“Thank you for your time,” Priscilla says with a tight smile. She gestures towards the door, and I take the hint. “Unfortunately, you won’t be hearing from us again.”
“I know,” I say, shrugging. “Thank you.”
She gives me a sympathetic shrug back, then turns on her heel and walks back to the elevator, pressing one perfectly manicured finger to the call button. I linger for just long enough to see her step inside and vanish.
I probably should feel ashamed to be walking out of here in disgrace. I am embarrassed about how badly it went, but I guess it just means I have to practice for the next one.
I can call this one the test run — and now I know that Lila will be okay without me, at least for a little while, I can breathe out while I do other stuff.
And, at least, now I know what not to do again. At least I’ve got the most embarrassing interview out of the way first. Things can only go up from here. I’m sure of it.
As I get back on the road, all I can think about is my baby. I will have to get a job eventually, but for right now, it’s still okay, just me and her. And as she gets older, she’ll understand why I had to leave her. She’ll have everything she could ever want or needin the world. I’ll be there for every joy and every heartbreak, and she will always, always be able to rely on me.
I swear it.
CHAPTER 5
ELLIS
Ithink if I really tried, I could spit my gum out into the trash from here. I’d have to get the angle right, and I would need some heavy momentum to get it over the table. But I think, with a big enough force, I could get it to stick on the far wall.
This is a sure sign that the meeting is going badly. My mind is wandering again.
Then again, it’s not like any of these people are doing anything to impress me. I’m trapped here in this stupid room with these stupid people, resigned to thinking stupid thoughts about gum. Next I’ll be throwing pencils at the ceiling to see if they stick.
It’s not even like they’re telling me anything I don’t already know. I’ve read and reread the report about the app at least a thousand times now, and all I’m hearing them say is that all the figures that I thought were bad are actually worse than that.
Because not only did we lose sales on Beautiful Baby, but Beautiful Fitness has started taking a hit too. Things are spiraling out of control.
If we have to write Beautiful Baby off, so be it. ButBeautiful Fitness is literally what my life is built on. My ship can’t be sinking like this. I can lose a couple of yachts from the battalion, and it might hurt, but my mothership isn’t going down.
I think I’m mixing my metaphors now. Do they call a group of boats a battalion? Or are they a fleet? Motherships are just for space, right? Or did that come from the sea too?
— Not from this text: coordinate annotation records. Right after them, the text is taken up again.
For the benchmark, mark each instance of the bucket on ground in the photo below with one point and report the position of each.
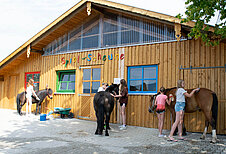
(42, 117)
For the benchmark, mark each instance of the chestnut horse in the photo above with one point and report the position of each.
(21, 99)
(204, 100)
(103, 103)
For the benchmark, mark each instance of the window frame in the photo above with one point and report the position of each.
(91, 79)
(25, 82)
(59, 74)
(142, 92)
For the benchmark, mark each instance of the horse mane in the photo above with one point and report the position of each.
(169, 89)
(111, 88)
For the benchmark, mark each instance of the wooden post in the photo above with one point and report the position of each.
(28, 51)
(177, 31)
(88, 6)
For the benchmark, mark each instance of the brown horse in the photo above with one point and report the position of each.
(204, 100)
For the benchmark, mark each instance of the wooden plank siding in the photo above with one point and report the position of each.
(168, 56)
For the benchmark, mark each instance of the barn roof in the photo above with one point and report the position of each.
(76, 15)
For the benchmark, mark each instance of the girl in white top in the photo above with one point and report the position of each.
(30, 91)
(179, 109)
(103, 88)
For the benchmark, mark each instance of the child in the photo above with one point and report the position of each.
(179, 109)
(123, 100)
(30, 91)
(103, 87)
(160, 101)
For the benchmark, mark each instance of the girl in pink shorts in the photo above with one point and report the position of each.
(160, 101)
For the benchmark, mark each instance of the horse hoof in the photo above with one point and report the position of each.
(202, 137)
(214, 140)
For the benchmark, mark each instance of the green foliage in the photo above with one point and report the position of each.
(201, 11)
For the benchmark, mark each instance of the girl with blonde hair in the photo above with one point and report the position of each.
(29, 92)
(123, 100)
(179, 109)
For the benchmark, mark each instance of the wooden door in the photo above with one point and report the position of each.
(91, 81)
(12, 91)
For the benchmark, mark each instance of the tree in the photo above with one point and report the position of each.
(201, 11)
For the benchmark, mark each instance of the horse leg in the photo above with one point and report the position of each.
(96, 132)
(107, 121)
(211, 121)
(205, 130)
(39, 108)
(107, 124)
(36, 109)
(184, 130)
(214, 135)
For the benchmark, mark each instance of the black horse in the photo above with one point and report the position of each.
(103, 105)
(21, 99)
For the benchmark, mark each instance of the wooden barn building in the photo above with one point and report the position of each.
(100, 41)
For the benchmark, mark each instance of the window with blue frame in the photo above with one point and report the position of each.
(66, 81)
(91, 80)
(142, 79)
“Mr. Whitlock?” asks Peterson, interrupting my thoughts. He’s a young man with one of those first names that sounds like it should be a last name, and a confusingly impenetrable expression to match.
“What?” I snap, staring furiously at him. Maybe if I’m furious enough, everyone will leave me alone.
Don’t they realize how embarrassing all this is? Maybetheyshould try being notorious and then failing so badly you cause your entire — whatever a group of ships is called to not only sink, but to fall apart catastrophically on the way down.
Peterson smiles uncomfortably. “Um, we were wondering if you had any ideas, sir?”
“Well, what about?”
“Beautiful Baby, sir?”
I groan loudly, shaking my head so everyone can feel the weight of disapproval. “Isn’t that what we’ve spent the entire last half hour talking about? Haven’t you come up with a solution for that yet?”
He nods nervously, like they’ve drawn straws and he’s got the short one. “We have got some ideas,” he says. “But we would like your input. If you’ve got any, that is.”
I raise both eyebrows. Did he really think I wouldn’t see through that dig? “No,” I say slowly, frowning hard at everyone so they know exactly how unhappy I am. “I don’t have any… input.”
“Okay,” says Priscilla, reining control back in. I can always rely on her. She’s the one really steering this ship, at the end of the day. I’m the figurehead and, indeed, the wallet, but she’s the captain. “Well, then, it looks like the only idea we’ve really got that might work is the reality show.”
“I’m not doing a reality show,” I pout. I can’t believe they’re still thinking about that. Imagine it! Me! On TV, prancing about like one of those fools who wants to be famous.
I’m already far too well-known, thank you.
That’s when Wilma, my head of partnerships, speaks up. “Mr. Whitlock, you may have heard already, but one of the major streaming sites is planning to make a new show centered around business entrepreneurs such as yourself, and their families.”